When we are using a tool circumspectively, we can say, for instance, that the hammer is too heavy or too light. Even the proposition that the hammer is heavy can give expression to a concernful deliberation, and signify that the hammer is not an easy one-in other words, that it takes force to handle it, or that it will be hard to manipulate.1 But this proposition can also mean that the entity before us, which we already know [361] circumspectively as a hammer, has a weight-that is to say, it has the 'property' of heaviness : it exerts a pressure on what lies beneath it, and it falls if this is removed. When this kind of talk is so understood, it is no longer spoken within the horizon of awaiting and retaining an equipmental totality and its involvement-relationships. What is said has been drawn from looking at what is suitable for an entity with 'mass'. We have now sighted something that is suitable for the hammer, not as a tool, but as a corporeal Thing subject to the law of gravity. To talk circumspectively of 'too heavy' or 'too light' no longer has any 'meaning' ; that is to say, the entity in itself, as we now encounter it, gives us nothing with relation to which it could be 'found' too heavy or too light.

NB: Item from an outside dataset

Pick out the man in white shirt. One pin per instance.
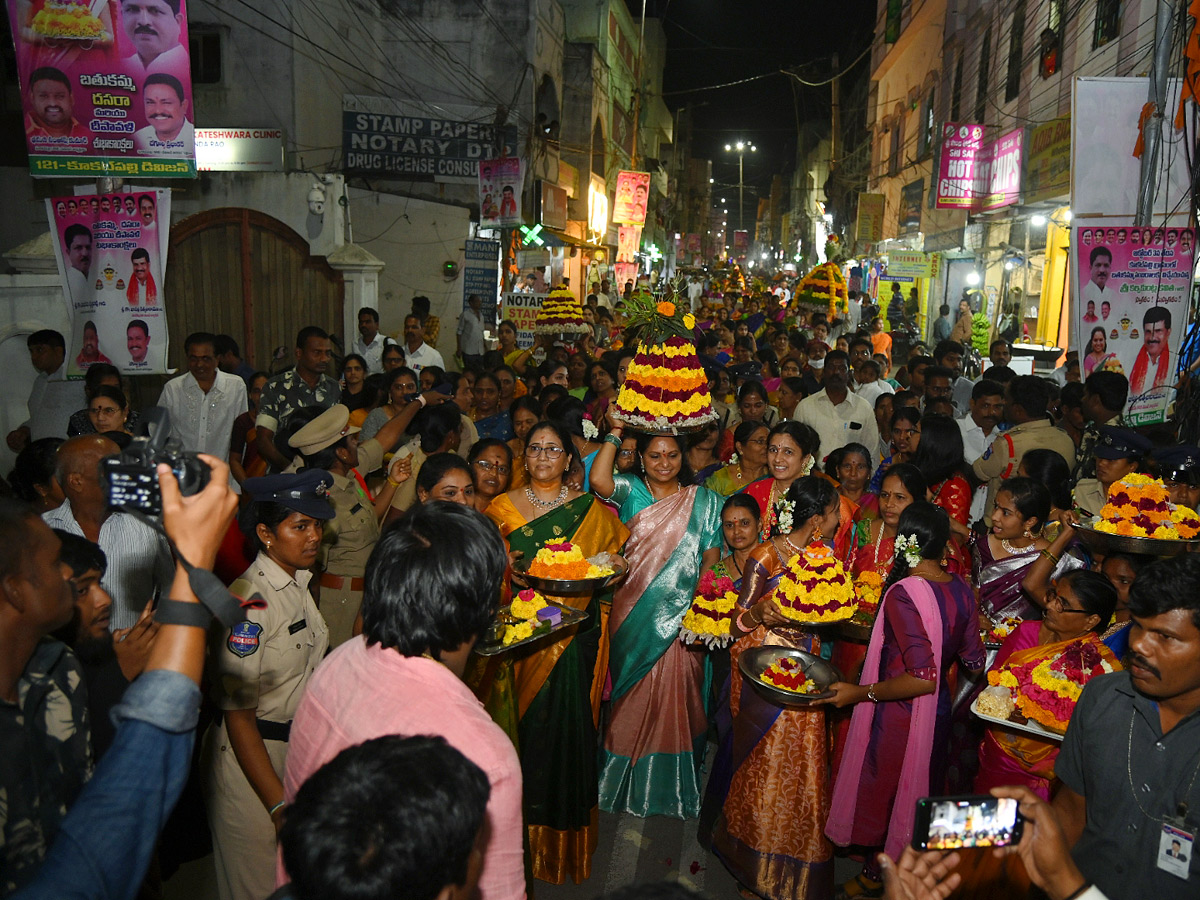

Why is it that what we are talking about-the heavy hammer-shows itself differently when our way of talking is thus modified ? Not because we are keeping our distance from manipulation, nor because we are just looking away [absehen] from the equipmental character of this entity, but rather because we are looking at [ansehen] the ready-to-hand thing which we encounter, and looking at it 'in a new way' as something present-at-hand. The understanding of Being by which our concernful dealings with entities within-the-world have been guided has changed over. But if, instead of deliberating circumspectively about something ready-to-hand, we 'take' it as something present-at-hand, has a scientific attitude thus constituted


1 'Auch der Satz: der Hammer ist schwer, kann einer besorgenden Überlegung Ausdruck geben und bedeuten: er ist nicht leicht, das heisst, er fordert zur Handhabung Kraft, bzw. er wird die Hantierung erschweren.' Here Heidegger is exploiting the double meaning of the German pair of adjectives, 'schwer' and 'leicht', which may correspond either to the English pair 'heavy' and 'light', or to the pair 'difficult' and 'easy'.